今回は、その演奏に使われているインストゥルメンタル楽曲、アラ・ディンクジアン(Ara Dinkjian)のホームカミング(Homecoming)に焦点をあててみたいと思います。
前回の記事はこちらを参照のこと。
balkankokkaimusic.hatenablog.com
ホームカミングは、もとはアラ・ディンクジアンが1986年に立ち上げたエスノ=ジャズ・カルテット、ナイト・アーク(Night Ark)によるものです。レコード・アルバム「ピクチャ(Picture)」の中に収録されました。
その公式サイトは残念ながら存在しませんでしたので(非公式のものは幾つかありますが)、2017年に米プリンストン大学で開催されたライブ・コンサートの公式動画から始めましょう。
下の動画は、アラ・ディンクジアン率いるザ・シークレット・トリオ(The Secret Trio)と、ニューヨーク・ジプシー・オールスターズ(NY Gypsy All Stars)によるライブ*1のビデオクリップの一つです。

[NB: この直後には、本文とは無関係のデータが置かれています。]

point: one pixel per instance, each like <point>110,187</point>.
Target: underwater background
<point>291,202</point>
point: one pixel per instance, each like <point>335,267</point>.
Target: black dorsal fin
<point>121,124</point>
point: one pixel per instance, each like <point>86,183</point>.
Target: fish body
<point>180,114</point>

(注:アナ・トリ・ヤ(Anna Tol Ya)とホームカミングの2曲メドレーになっています。長いので、適宜スライドバーを動かして見てください。ホームカミングは4分30秒あたりから始まります。)
ザ・シークレット・トリオは、アラ・ディンクジアン(中央、ウード*2 )、イスマイル・ルマノフスキ(Ismail Lumanovski;右側、クラリネット*3 )そしてタメル・プナルバシュ(Tamer Pınarbaşı;左側、カーヌーン*4 )の3人で構成。伝統的なメロディーに、中東の微分音、バルカン・ダンス・ビート、ジャズ、ロック、クラシックなどの要素を融合させたオリジナル楽曲を演奏しています。
さて、話題の転換はここからです。
このホームカミングに最初に歌詞を付けて歌ったのは、エレフセリア・アルヴァニターキではなく、実はトルコの歌姫セゼン・アクス(Sezen Aksu)の方が先でした。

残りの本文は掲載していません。